American journalist (1898–1979)

Ruth Finney Allen (March 6, 1898 – March 20, 1979) was an American journalist. She worked as a reporter for The Sacramento Star and became nationally known for her coverage of the death of President Warren G. Harding. She became the Washington, D.C. correspondent for four Scripps-Howard newspapers.

== Early life ==
Finney was born on March 6, 1898, in Chicago, Illinois. Her parents were John W. and Mary Morrison Finney. After growing up in Downieville and Sacramento, California, Finney graduated from the San Jose Normal School with a teaching certificate in 1918 and worked for three months as a substitute teacher.

== Career ==
Finney became a reporter for The Sacramento Star in 1918. She became well known in the state for her report on the 1922 Argonaut Mine disaster in Jackson, California. After joining the San Francisco Daily News, she received national attention for reporting on the death of President Warren G. Harding in San Francisco. She was appointed by four California Scripps-Howard newspapers to be their Washington, D.C. correspondent in 1923. In this role, she covered the Teapot Dome Oil scandal, the execution of Sacco and Vanzetti, and the authorization of the construction of Hoover Dam.

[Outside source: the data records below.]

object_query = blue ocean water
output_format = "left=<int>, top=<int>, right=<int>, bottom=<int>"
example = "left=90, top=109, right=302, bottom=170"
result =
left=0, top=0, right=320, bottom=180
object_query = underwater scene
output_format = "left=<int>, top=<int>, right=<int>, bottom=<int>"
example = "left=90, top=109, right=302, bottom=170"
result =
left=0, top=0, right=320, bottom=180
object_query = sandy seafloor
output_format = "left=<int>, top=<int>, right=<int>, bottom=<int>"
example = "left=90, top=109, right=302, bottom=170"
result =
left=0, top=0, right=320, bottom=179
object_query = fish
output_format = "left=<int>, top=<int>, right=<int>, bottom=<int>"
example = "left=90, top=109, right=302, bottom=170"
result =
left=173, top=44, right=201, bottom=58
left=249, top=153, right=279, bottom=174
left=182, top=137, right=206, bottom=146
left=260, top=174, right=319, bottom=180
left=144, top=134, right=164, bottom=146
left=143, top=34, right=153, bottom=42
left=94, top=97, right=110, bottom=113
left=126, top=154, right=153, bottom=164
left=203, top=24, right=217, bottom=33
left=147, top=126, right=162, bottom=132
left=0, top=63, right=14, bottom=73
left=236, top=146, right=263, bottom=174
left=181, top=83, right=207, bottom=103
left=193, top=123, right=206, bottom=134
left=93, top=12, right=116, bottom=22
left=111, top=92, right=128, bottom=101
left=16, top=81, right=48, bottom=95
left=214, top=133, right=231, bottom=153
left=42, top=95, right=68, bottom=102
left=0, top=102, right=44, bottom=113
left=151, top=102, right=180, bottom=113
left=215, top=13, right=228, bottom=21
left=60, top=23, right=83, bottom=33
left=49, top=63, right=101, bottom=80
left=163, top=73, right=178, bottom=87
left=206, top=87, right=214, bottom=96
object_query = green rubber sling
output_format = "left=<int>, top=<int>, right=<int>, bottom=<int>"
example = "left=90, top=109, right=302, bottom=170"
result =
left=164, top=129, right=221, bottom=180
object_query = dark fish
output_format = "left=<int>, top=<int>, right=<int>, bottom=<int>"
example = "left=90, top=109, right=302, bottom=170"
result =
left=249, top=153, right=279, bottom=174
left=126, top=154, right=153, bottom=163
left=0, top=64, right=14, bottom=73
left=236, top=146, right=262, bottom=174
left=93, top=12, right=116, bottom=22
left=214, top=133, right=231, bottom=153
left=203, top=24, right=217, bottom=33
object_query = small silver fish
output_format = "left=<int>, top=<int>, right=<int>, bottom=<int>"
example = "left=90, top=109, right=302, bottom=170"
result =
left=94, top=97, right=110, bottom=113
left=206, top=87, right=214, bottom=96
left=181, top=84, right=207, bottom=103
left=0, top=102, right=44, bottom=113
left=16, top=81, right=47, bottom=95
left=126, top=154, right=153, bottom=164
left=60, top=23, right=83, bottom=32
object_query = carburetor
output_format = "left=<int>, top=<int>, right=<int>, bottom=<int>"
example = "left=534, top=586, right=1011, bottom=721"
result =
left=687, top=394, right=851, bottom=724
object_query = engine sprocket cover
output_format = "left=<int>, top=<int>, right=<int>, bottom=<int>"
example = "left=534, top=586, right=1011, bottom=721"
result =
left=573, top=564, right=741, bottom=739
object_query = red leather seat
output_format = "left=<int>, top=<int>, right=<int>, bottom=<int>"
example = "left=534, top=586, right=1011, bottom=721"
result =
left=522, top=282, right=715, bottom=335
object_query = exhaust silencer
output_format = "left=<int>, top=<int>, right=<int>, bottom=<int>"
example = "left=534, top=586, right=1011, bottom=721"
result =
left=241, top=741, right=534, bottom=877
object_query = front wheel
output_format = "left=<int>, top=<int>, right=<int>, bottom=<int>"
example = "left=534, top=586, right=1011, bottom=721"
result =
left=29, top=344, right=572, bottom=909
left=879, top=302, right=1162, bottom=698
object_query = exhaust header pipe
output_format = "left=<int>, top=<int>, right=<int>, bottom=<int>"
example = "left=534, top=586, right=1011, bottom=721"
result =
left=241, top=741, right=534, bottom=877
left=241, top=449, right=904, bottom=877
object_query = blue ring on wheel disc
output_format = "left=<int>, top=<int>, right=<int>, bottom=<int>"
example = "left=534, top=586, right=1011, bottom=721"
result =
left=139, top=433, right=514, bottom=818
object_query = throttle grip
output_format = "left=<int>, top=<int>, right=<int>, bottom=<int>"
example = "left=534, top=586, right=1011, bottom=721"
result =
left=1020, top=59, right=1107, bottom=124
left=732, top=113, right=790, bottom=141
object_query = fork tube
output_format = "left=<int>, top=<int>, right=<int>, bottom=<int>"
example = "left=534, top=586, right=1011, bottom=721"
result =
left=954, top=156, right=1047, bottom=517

Finney was nominated for the Pulitzer Prize in 1931 for her investigation of the electric and gas utilities industry.

In 1941, Finney began writing a weekly column on news, politics and economics for the Scripps-Howard newspapers, titled "Washington Calling". She was an active member of the Washington Press Club. She worked as a correspondent for The Albuquerque Tribune until her retirement in 1968.

== Personal life ==
Finney married fellow journalist Robert S. Allen, the co-author for Washington Merry-Go-Round, in 1929. She died on March 20, 1979, in Georgetown at the age of 81.